As they were discussing whether or not to table the ordinance, Hertzberg said “I’m good with this as long as we’re look at ways to make it better in the future.”
Councilman Gil Gibbs at first wanted to table the resolution but then said, “I know Mr. Close put a lot of work into it. I will support it if it is reviewed in six months after the process is reviewed.”
Quinn said, “I support the manager’s proposal but want to work to re-look at it when processes are addressed.” She asked to have the matter added to the list of technology issues to be reviewed.
Councilman Jerry Murphy said he wants to look at a portion of the ordinance dealing with fire inspections based his “recent personal experiences.” Murphy said, “Some of these things are punitive.”
“I don’t think you should be judge and jury of your own work,” Quinn said.
“The issue of self-inspection is not an issue with this ordinance,” Township Manager Bill Close said.
The ordinance was approved by a vote of 3-1; Quinn, Hertzberg and Gibbs voted yes, Murphy voted no. Councilwoman Molly Whilesmith was attending her son’s band concert.

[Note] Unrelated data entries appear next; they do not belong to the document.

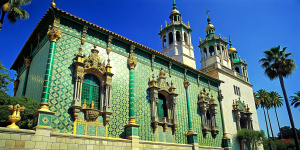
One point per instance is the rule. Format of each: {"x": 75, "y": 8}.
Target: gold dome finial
{"x": 53, "y": 4}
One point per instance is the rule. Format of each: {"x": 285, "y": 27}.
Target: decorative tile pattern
{"x": 169, "y": 136}
{"x": 70, "y": 27}
{"x": 37, "y": 73}
{"x": 161, "y": 135}
{"x": 62, "y": 85}
{"x": 91, "y": 130}
{"x": 120, "y": 96}
{"x": 142, "y": 104}
{"x": 44, "y": 120}
{"x": 21, "y": 84}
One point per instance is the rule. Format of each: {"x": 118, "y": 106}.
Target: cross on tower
{"x": 207, "y": 11}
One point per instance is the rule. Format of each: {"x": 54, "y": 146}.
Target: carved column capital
{"x": 186, "y": 84}
{"x": 28, "y": 62}
{"x": 53, "y": 34}
{"x": 132, "y": 62}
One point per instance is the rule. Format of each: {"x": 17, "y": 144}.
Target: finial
{"x": 230, "y": 41}
{"x": 174, "y": 5}
{"x": 208, "y": 19}
{"x": 53, "y": 4}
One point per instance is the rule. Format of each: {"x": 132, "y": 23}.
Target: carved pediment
{"x": 93, "y": 61}
{"x": 162, "y": 82}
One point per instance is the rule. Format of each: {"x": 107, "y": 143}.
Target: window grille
{"x": 90, "y": 90}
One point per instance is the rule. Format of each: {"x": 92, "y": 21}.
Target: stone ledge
{"x": 21, "y": 131}
{"x": 85, "y": 137}
{"x": 167, "y": 144}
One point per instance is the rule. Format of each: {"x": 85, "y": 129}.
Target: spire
{"x": 230, "y": 44}
{"x": 53, "y": 4}
{"x": 208, "y": 19}
{"x": 174, "y": 5}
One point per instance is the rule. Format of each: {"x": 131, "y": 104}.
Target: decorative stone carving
{"x": 92, "y": 65}
{"x": 132, "y": 62}
{"x": 53, "y": 34}
{"x": 242, "y": 115}
{"x": 208, "y": 109}
{"x": 161, "y": 86}
{"x": 15, "y": 117}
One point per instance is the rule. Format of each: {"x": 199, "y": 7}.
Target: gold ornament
{"x": 53, "y": 34}
{"x": 132, "y": 60}
{"x": 15, "y": 117}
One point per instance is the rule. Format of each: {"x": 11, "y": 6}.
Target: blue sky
{"x": 254, "y": 26}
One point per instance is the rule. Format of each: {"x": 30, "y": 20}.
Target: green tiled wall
{"x": 62, "y": 87}
{"x": 21, "y": 84}
{"x": 37, "y": 73}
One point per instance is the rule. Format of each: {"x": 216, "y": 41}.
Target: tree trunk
{"x": 289, "y": 112}
{"x": 278, "y": 123}
{"x": 270, "y": 124}
{"x": 2, "y": 19}
{"x": 267, "y": 129}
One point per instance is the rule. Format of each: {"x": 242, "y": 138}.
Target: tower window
{"x": 186, "y": 38}
{"x": 237, "y": 69}
{"x": 205, "y": 53}
{"x": 90, "y": 90}
{"x": 211, "y": 50}
{"x": 178, "y": 36}
{"x": 164, "y": 40}
{"x": 170, "y": 37}
{"x": 161, "y": 106}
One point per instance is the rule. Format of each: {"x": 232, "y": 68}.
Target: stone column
{"x": 191, "y": 135}
{"x": 131, "y": 129}
{"x": 43, "y": 116}
{"x": 28, "y": 63}
{"x": 225, "y": 140}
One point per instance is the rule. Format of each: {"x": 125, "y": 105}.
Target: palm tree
{"x": 268, "y": 106}
{"x": 261, "y": 97}
{"x": 277, "y": 64}
{"x": 276, "y": 101}
{"x": 296, "y": 99}
{"x": 13, "y": 10}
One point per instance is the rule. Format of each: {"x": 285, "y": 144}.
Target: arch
{"x": 186, "y": 39}
{"x": 170, "y": 37}
{"x": 164, "y": 41}
{"x": 162, "y": 106}
{"x": 90, "y": 90}
{"x": 205, "y": 53}
{"x": 211, "y": 50}
{"x": 208, "y": 119}
{"x": 178, "y": 36}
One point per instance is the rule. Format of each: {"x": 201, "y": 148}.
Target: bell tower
{"x": 213, "y": 48}
{"x": 176, "y": 39}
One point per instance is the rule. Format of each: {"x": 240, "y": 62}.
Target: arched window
{"x": 165, "y": 40}
{"x": 211, "y": 50}
{"x": 162, "y": 106}
{"x": 205, "y": 53}
{"x": 170, "y": 37}
{"x": 186, "y": 39}
{"x": 90, "y": 90}
{"x": 178, "y": 36}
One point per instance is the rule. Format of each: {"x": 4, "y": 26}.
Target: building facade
{"x": 93, "y": 82}
{"x": 222, "y": 63}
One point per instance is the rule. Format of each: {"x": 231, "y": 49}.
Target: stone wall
{"x": 45, "y": 139}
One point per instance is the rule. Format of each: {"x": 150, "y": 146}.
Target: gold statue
{"x": 15, "y": 117}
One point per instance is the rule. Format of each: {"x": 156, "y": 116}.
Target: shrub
{"x": 26, "y": 116}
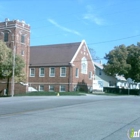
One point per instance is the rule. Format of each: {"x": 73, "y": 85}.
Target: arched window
{"x": 5, "y": 36}
{"x": 84, "y": 65}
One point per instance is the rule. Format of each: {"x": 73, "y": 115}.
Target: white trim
{"x": 85, "y": 62}
{"x": 50, "y": 71}
{"x": 40, "y": 72}
{"x": 83, "y": 42}
{"x": 77, "y": 52}
{"x": 30, "y": 72}
{"x": 61, "y": 71}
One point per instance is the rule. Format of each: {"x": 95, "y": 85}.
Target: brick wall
{"x": 15, "y": 29}
{"x": 47, "y": 80}
{"x": 82, "y": 78}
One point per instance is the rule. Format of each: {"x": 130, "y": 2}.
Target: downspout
{"x": 70, "y": 77}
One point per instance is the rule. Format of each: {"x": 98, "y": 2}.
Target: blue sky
{"x": 104, "y": 24}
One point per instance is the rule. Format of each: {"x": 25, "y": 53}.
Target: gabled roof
{"x": 53, "y": 55}
{"x": 98, "y": 65}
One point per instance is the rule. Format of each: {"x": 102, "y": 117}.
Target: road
{"x": 69, "y": 117}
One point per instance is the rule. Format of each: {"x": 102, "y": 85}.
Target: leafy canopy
{"x": 125, "y": 61}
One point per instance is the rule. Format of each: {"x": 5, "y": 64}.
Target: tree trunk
{"x": 7, "y": 88}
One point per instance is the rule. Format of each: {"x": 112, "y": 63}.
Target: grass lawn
{"x": 43, "y": 93}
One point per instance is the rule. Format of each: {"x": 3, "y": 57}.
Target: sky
{"x": 103, "y": 24}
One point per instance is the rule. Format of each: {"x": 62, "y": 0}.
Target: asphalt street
{"x": 69, "y": 117}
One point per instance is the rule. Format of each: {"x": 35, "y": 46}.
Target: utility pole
{"x": 13, "y": 73}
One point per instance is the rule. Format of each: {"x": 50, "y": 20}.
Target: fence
{"x": 122, "y": 91}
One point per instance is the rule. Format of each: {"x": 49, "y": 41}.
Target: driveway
{"x": 69, "y": 117}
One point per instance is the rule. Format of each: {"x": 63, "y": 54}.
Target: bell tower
{"x": 16, "y": 35}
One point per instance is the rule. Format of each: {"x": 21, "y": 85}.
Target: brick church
{"x": 54, "y": 68}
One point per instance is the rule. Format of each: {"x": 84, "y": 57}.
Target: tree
{"x": 133, "y": 59}
{"x": 6, "y": 64}
{"x": 125, "y": 61}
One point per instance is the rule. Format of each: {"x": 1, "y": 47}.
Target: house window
{"x": 100, "y": 72}
{"x": 63, "y": 72}
{"x": 5, "y": 37}
{"x": 41, "y": 87}
{"x": 51, "y": 88}
{"x": 90, "y": 75}
{"x": 84, "y": 65}
{"x": 22, "y": 38}
{"x": 77, "y": 73}
{"x": 62, "y": 88}
{"x": 41, "y": 72}
{"x": 52, "y": 72}
{"x": 32, "y": 72}
{"x": 22, "y": 52}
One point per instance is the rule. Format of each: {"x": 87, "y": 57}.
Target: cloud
{"x": 92, "y": 16}
{"x": 64, "y": 28}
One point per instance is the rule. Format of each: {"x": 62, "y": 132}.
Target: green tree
{"x": 6, "y": 65}
{"x": 133, "y": 59}
{"x": 125, "y": 61}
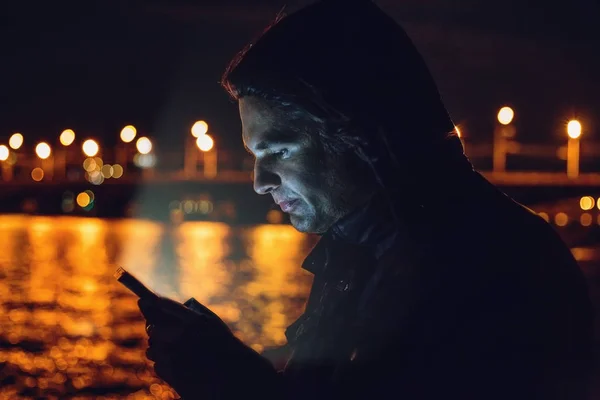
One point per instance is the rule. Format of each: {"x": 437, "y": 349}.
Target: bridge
{"x": 229, "y": 196}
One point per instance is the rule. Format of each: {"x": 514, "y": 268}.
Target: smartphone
{"x": 134, "y": 284}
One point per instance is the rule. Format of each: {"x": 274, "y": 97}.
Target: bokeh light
{"x": 144, "y": 160}
{"x": 586, "y": 203}
{"x": 37, "y": 174}
{"x": 205, "y": 143}
{"x": 43, "y": 150}
{"x": 89, "y": 164}
{"x": 4, "y": 153}
{"x": 506, "y": 115}
{"x": 15, "y": 141}
{"x": 143, "y": 145}
{"x": 107, "y": 171}
{"x": 95, "y": 177}
{"x": 586, "y": 219}
{"x": 83, "y": 199}
{"x": 117, "y": 171}
{"x": 67, "y": 137}
{"x": 561, "y": 219}
{"x": 128, "y": 133}
{"x": 199, "y": 128}
{"x": 574, "y": 129}
{"x": 90, "y": 148}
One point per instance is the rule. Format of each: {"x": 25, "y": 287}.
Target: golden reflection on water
{"x": 69, "y": 330}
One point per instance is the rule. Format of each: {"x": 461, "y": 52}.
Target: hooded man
{"x": 429, "y": 282}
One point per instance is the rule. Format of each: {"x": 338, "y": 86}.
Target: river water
{"x": 68, "y": 330}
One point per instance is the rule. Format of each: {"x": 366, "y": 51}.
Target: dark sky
{"x": 95, "y": 66}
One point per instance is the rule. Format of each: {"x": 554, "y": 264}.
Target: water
{"x": 68, "y": 330}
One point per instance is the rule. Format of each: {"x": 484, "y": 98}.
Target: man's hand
{"x": 197, "y": 354}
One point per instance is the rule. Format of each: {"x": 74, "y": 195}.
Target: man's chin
{"x": 305, "y": 225}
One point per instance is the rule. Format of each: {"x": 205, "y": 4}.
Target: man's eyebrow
{"x": 271, "y": 139}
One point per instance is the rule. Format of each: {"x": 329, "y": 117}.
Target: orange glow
{"x": 43, "y": 150}
{"x": 107, "y": 171}
{"x": 90, "y": 327}
{"x": 67, "y": 137}
{"x": 15, "y": 141}
{"x": 90, "y": 148}
{"x": 4, "y": 153}
{"x": 128, "y": 133}
{"x": 544, "y": 216}
{"x": 199, "y": 128}
{"x": 117, "y": 171}
{"x": 561, "y": 219}
{"x": 89, "y": 164}
{"x": 506, "y": 115}
{"x": 205, "y": 143}
{"x": 143, "y": 145}
{"x": 37, "y": 174}
{"x": 586, "y": 203}
{"x": 586, "y": 219}
{"x": 83, "y": 199}
{"x": 574, "y": 129}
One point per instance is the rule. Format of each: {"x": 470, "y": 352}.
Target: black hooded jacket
{"x": 440, "y": 287}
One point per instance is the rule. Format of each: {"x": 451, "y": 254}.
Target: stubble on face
{"x": 323, "y": 182}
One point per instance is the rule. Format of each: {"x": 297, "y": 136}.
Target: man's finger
{"x": 167, "y": 333}
{"x": 175, "y": 309}
{"x": 164, "y": 370}
{"x": 149, "y": 309}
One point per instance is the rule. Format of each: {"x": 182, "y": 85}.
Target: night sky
{"x": 96, "y": 66}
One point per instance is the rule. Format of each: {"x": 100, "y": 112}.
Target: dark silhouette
{"x": 429, "y": 282}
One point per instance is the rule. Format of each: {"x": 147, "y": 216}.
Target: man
{"x": 429, "y": 282}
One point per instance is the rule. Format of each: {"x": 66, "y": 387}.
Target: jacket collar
{"x": 369, "y": 229}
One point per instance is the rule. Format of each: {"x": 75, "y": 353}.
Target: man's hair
{"x": 349, "y": 71}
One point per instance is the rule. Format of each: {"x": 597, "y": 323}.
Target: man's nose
{"x": 265, "y": 181}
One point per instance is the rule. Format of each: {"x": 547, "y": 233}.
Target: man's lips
{"x": 286, "y": 206}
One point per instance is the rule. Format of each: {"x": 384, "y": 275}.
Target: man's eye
{"x": 283, "y": 153}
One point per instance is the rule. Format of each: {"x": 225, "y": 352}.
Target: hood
{"x": 353, "y": 61}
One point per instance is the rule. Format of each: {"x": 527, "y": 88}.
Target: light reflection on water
{"x": 69, "y": 330}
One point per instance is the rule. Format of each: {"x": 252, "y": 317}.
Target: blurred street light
{"x": 43, "y": 150}
{"x": 199, "y": 128}
{"x": 4, "y": 153}
{"x": 574, "y": 129}
{"x": 90, "y": 148}
{"x": 128, "y": 133}
{"x": 458, "y": 132}
{"x": 15, "y": 141}
{"x": 144, "y": 145}
{"x": 574, "y": 134}
{"x": 506, "y": 115}
{"x": 67, "y": 137}
{"x": 205, "y": 143}
{"x": 502, "y": 134}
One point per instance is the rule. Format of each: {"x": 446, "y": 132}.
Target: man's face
{"x": 312, "y": 187}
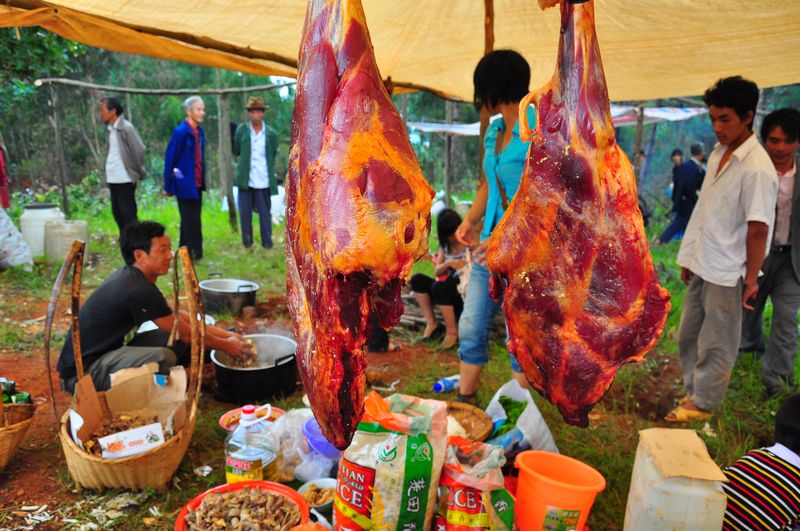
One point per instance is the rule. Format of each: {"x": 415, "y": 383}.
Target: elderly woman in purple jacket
{"x": 185, "y": 173}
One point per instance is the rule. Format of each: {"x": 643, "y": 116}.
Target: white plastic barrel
{"x": 32, "y": 224}
{"x": 59, "y": 235}
{"x": 678, "y": 503}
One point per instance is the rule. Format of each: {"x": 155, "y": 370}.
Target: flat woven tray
{"x": 475, "y": 421}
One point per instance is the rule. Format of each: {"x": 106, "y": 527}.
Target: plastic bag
{"x": 288, "y": 430}
{"x": 472, "y": 496}
{"x": 531, "y": 431}
{"x": 388, "y": 476}
{"x": 14, "y": 251}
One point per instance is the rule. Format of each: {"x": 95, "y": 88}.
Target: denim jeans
{"x": 476, "y": 319}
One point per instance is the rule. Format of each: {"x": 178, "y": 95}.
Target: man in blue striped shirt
{"x": 763, "y": 486}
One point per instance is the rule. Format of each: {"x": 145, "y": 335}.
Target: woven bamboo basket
{"x": 15, "y": 419}
{"x": 474, "y": 420}
{"x": 154, "y": 468}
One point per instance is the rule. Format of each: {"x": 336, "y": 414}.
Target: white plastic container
{"x": 32, "y": 224}
{"x": 675, "y": 486}
{"x": 59, "y": 235}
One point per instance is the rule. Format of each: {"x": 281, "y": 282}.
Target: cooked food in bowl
{"x": 244, "y": 509}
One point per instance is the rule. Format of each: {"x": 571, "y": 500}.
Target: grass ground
{"x": 636, "y": 400}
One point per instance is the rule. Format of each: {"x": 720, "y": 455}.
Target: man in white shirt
{"x": 255, "y": 145}
{"x": 124, "y": 163}
{"x": 723, "y": 248}
{"x": 780, "y": 132}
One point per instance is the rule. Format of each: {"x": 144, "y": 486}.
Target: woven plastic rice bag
{"x": 388, "y": 476}
{"x": 13, "y": 249}
{"x": 471, "y": 492}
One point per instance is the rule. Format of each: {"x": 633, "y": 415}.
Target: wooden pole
{"x": 488, "y": 46}
{"x": 224, "y": 156}
{"x": 62, "y": 164}
{"x": 448, "y": 158}
{"x": 637, "y": 150}
{"x": 162, "y": 92}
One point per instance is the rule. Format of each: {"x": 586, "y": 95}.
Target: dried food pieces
{"x": 245, "y": 509}
{"x": 316, "y": 496}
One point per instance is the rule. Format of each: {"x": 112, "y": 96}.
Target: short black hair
{"x": 447, "y": 222}
{"x": 113, "y": 104}
{"x": 787, "y": 119}
{"x": 502, "y": 76}
{"x": 139, "y": 235}
{"x": 787, "y": 424}
{"x": 736, "y": 92}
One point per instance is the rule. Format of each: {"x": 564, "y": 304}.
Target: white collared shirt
{"x": 115, "y": 168}
{"x": 259, "y": 176}
{"x": 783, "y": 217}
{"x": 746, "y": 189}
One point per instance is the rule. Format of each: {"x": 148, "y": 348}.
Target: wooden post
{"x": 448, "y": 157}
{"x": 62, "y": 164}
{"x": 637, "y": 157}
{"x": 224, "y": 156}
{"x": 488, "y": 46}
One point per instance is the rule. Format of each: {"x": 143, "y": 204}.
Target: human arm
{"x": 215, "y": 337}
{"x": 756, "y": 243}
{"x": 468, "y": 232}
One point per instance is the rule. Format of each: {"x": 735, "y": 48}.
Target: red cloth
{"x": 198, "y": 157}
{"x": 4, "y": 194}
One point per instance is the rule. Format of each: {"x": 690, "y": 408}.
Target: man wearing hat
{"x": 255, "y": 145}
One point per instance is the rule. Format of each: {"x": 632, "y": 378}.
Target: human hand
{"x": 686, "y": 275}
{"x": 749, "y": 292}
{"x": 467, "y": 233}
{"x": 457, "y": 263}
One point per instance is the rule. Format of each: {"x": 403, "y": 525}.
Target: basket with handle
{"x": 154, "y": 468}
{"x": 15, "y": 419}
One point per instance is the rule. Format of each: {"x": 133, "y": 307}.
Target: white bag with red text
{"x": 389, "y": 474}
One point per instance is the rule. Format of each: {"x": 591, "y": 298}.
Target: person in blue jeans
{"x": 501, "y": 81}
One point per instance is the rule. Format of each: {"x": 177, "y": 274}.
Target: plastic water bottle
{"x": 251, "y": 450}
{"x": 448, "y": 383}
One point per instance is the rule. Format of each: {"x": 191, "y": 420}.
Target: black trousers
{"x": 123, "y": 203}
{"x": 259, "y": 199}
{"x": 442, "y": 292}
{"x": 191, "y": 225}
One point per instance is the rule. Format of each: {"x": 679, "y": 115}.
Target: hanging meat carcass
{"x": 570, "y": 257}
{"x": 358, "y": 211}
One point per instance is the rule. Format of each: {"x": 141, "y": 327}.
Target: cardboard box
{"x": 135, "y": 392}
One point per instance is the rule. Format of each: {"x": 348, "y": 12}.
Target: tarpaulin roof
{"x": 650, "y": 48}
{"x": 621, "y": 115}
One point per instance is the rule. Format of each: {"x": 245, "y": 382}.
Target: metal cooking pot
{"x": 273, "y": 374}
{"x": 223, "y": 295}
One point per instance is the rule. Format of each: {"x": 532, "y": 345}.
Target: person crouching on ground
{"x": 443, "y": 290}
{"x": 763, "y": 486}
{"x": 125, "y": 300}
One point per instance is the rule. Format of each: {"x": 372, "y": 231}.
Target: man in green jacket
{"x": 255, "y": 145}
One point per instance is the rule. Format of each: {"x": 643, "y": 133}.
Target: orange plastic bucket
{"x": 554, "y": 492}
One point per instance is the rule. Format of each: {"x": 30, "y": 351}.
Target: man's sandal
{"x": 683, "y": 414}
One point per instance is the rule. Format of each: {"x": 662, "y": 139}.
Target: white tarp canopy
{"x": 650, "y": 48}
{"x": 622, "y": 116}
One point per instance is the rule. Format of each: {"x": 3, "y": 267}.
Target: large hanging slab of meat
{"x": 358, "y": 211}
{"x": 581, "y": 296}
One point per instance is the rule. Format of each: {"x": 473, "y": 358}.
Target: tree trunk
{"x": 62, "y": 164}
{"x": 224, "y": 155}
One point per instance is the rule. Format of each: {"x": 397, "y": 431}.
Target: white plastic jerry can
{"x": 675, "y": 486}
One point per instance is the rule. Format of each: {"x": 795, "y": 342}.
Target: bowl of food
{"x": 230, "y": 419}
{"x": 254, "y": 504}
{"x": 319, "y": 493}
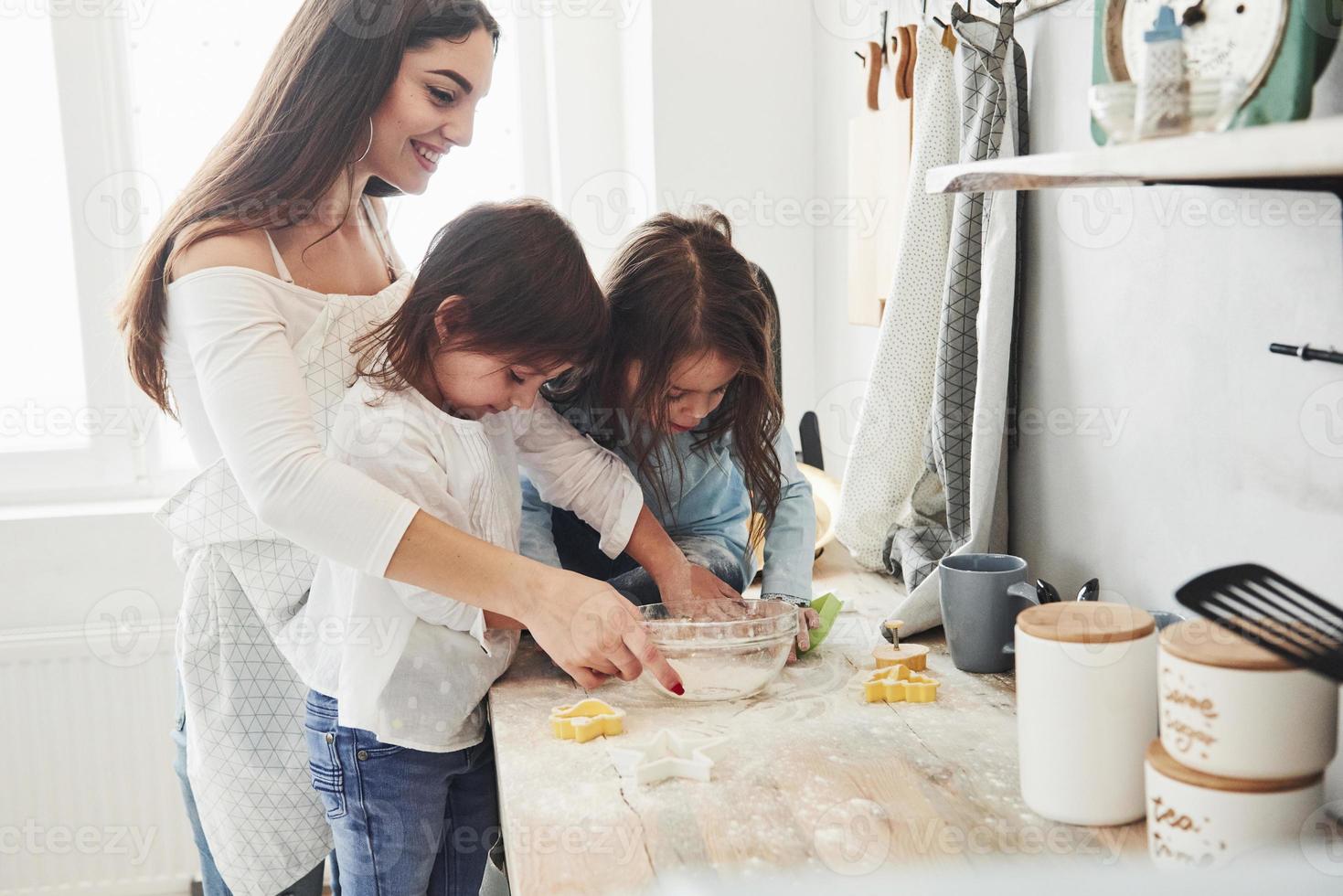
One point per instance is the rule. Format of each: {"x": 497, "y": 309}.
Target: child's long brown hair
{"x": 527, "y": 293}
{"x": 677, "y": 289}
{"x": 304, "y": 126}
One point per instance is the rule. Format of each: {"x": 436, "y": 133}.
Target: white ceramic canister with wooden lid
{"x": 1231, "y": 709}
{"x": 1196, "y": 819}
{"x": 1085, "y": 709}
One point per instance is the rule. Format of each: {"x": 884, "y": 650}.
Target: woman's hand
{"x": 592, "y": 632}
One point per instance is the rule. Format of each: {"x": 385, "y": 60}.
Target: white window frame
{"x": 123, "y": 461}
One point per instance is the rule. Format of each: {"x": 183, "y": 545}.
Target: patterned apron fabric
{"x": 961, "y": 496}
{"x": 246, "y": 753}
{"x": 888, "y": 449}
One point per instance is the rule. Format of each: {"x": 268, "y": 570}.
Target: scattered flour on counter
{"x": 709, "y": 678}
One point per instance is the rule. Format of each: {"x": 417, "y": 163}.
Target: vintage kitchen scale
{"x": 1276, "y": 48}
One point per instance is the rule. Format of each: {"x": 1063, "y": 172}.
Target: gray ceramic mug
{"x": 981, "y": 598}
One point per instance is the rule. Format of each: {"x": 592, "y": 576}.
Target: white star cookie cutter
{"x": 669, "y": 755}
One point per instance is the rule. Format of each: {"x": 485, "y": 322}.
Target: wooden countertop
{"x": 814, "y": 778}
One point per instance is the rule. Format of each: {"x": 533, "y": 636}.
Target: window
{"x": 42, "y": 369}
{"x": 123, "y": 109}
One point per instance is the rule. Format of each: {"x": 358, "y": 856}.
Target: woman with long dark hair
{"x": 238, "y": 321}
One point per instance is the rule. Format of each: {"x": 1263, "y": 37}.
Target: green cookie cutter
{"x": 827, "y": 607}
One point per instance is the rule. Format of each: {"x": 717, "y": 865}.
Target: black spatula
{"x": 1265, "y": 609}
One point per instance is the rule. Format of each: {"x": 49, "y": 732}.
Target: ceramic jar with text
{"x": 1085, "y": 709}
{"x": 1231, "y": 709}
{"x": 1196, "y": 819}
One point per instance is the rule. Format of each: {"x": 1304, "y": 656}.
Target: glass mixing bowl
{"x": 721, "y": 649}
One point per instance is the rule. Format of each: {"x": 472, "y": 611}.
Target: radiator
{"x": 89, "y": 802}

The Fees addressed in the ordinance:
Animal Control –
- Replacement dog license reduced from $5 to $1,
- Delinquent fee will be $5
- Each cat/dog impounded $30, each cat/dog redeemed $10, daily maintenance $10, returned check fee $20
Health Regulations –
Farmers Market License $75 (new)
Building and Housing $15 per fixture, new or replaced stove, fireplace, water heater, boiler, furnace, a/c, pool heater, oil/propane tank or gas lines $100, additional appliance on the same permit $75, Plumbing fee to $15
Fire Protection and Prevention –
Certificate of smoke detector, carbon monoxide and fire extinguisher; Inspection application filed prior to 10 days before closing $50, less than 10 days before closing $100, exception for buyer in short sale or foreclosure $50.
Permit Fees –
Permit fees for Life Hazard Inspections shall be a provided in the New Jersey Uniform Fire Code. Commercial occupancies not meeting Life Hazard Inspection criteria 20-500 square feet $25, 501-11,999 square feet $50.
- Minor Subdivision lot line adjustment application fee $250,
- Minor subdivision including lot line adjustment two or three lots review inspection escrow $1,200 plus $25 per lot for minor subdivision other than lot line adjustment.
- Upon submission of preliminary major subdivision: Review inspection escrow $2,500 plus $50 per lot.
- Upon submission of final plat: Review inspection escrow $2,000 plus $50 per lot.
- Subdivision amendment: Application fee $500: Review inspection escrow $1,200
- Site Plan Amendment: Application fee $500, Review inspection escrow $$1,200
The changes went into effect, unless specified in the ordinance, at the date of the approval of the ordinance.